A couple hours ago I filled up my black moleskine journal (could I be a bigger writer cliché?). The last page has a poem on it. It’ll probably never see the light of day, just like a good 50% of the poems and story snippets that fill my journals.
I’ve been writing in journals and on random scraps of paper since I was in high school. The first poems I wrote were short, usually 3 or 4 stanzas, 4 rhyming lines each. They were terrible. But they fit the college-ruled notebook paper I had at my disposal.

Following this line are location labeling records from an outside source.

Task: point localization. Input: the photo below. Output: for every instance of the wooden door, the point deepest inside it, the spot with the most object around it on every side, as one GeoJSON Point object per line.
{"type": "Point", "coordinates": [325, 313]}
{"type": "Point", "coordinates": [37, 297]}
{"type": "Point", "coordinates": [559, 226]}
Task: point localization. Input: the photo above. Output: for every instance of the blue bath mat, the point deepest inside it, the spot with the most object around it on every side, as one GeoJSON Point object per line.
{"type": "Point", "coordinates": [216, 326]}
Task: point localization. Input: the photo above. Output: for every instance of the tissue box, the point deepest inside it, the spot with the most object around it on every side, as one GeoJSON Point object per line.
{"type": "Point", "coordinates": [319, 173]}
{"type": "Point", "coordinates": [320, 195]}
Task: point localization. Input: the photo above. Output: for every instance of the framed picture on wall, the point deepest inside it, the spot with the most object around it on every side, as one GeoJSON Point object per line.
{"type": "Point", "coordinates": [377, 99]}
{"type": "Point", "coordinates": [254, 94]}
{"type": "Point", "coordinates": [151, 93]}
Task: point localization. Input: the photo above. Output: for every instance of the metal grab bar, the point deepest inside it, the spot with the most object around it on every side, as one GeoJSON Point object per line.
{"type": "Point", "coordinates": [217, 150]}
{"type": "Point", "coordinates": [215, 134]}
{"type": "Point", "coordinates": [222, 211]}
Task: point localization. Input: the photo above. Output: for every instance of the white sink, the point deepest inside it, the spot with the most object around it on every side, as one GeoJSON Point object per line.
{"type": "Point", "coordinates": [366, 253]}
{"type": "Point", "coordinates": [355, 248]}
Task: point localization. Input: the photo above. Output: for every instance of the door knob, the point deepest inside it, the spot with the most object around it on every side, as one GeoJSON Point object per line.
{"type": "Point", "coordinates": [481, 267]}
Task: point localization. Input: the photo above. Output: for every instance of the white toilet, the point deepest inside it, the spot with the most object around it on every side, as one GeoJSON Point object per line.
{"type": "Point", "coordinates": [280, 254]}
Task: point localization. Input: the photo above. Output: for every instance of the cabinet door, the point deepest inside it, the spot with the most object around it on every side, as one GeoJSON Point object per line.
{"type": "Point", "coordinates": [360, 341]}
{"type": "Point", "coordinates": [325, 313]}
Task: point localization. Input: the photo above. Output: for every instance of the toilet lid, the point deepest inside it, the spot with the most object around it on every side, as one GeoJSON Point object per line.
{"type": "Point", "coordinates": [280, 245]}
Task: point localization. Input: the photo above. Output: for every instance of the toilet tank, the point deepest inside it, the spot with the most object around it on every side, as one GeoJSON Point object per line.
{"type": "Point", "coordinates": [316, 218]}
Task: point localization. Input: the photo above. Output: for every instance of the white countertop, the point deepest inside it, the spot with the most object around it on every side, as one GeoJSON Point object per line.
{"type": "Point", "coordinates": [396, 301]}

Over the years, I’ve written in numerous journals of various styles: Hard covers, soft, pages of ruled lines, completely blank pages, full- and pocket-sized notebooks, and even receipt paper when no other options afforded themselves to me. Once, when I was a barista, I used the back glass of a pastry display case to write out a stream-of-consciousness character sketch. If I don’t get the words down as they enter my mind, I’ll never capture them again. (I’ve been kept up many nights arguing with myself whether or not I should get up to write down a stray idea.)
There was a time in my life when I was filling up a poetry/random writing journal at least once a year, if not more frequently. In one of the three boxes I own, there is a stack of journals that date back to my freshmen year of college. The growth in my style and talent is pretty dramatic. The differences between my first journal and the most recent could probably be held up as conclusive evidence of evolution. They’re completely separate species.
Going back through a journal is always a revealing way to revisit a period of your life. I’ve never been a diary kind of person. Even with this blog, I rarely write this kind of post, the ‘what happened to me today,’ type. But looking through this most recently completed journal was very strange. A little sad.
This moleskine dates back to my time in Chicago. I must have started it quite recently after I moved there. The first thing I wrote in it was a brief short story that I posted years ago: ‘Ground Zero.’ It’s not a particularly remarkable story, I don’t think I ever seriously tried to get it published. It’s barely an idea. But it’s the leadoff hitter in a journal that traces my years in Chicago, Nashville, and Seattle, as well as most all of New Orleans. That’s a prestigious slot.
In this notebook are the remnants of 4 cities, 3 relationships (and some not-relationships), countless cycles through depression and hypomania. There are poems aplenty, but also short stories, chapters of novels (finished and unfinished), the occasional attempt to write about my day and even notes to ex-girlfriends that have never been read. There’s love in the pages, but also hate; joy and sadness; fear and elation; a man looking back, and a boy looking forward.
I used to be able to trace my evolution from one journal to the next, but with this journal spanning 4 years, it’s a little disconcerting how much has not changed. There are different locations, new names and faces, even contrasting stylistic choices in the way I write. But for all those surface modifications, the narrative in the words and images is so cyclical it’s dizzying. In one reoccurring theme, I giddily pursue the wrong woman, hit rock bottom, climb back up, start anew, do it all over again. Or, I trudge through loneliness in a new year, find friends and acceptance, begin to feel caged and then leave, only to reenter my isolation.
I suppose all lives are like that to some extent. We all have our habits, some healthier than others. Even when we break with old patterns, it’s usually only to create a new one. How many times do we stop and think, “Why am I having this same fight, again?” We’re all Sisyphus pushing that same damn boulder, even when it’s up a different hill.
I like to pride myself on my adaptability, my ability to evolve and grow as a person. And I think I have grown, considerably.
But in many ways, I’m still the same person who left Kansas 8 years ago. I don’t like to admit it, but the proof is in the Moleskine.
Ah well. Does anyone have an extra journal they could give me?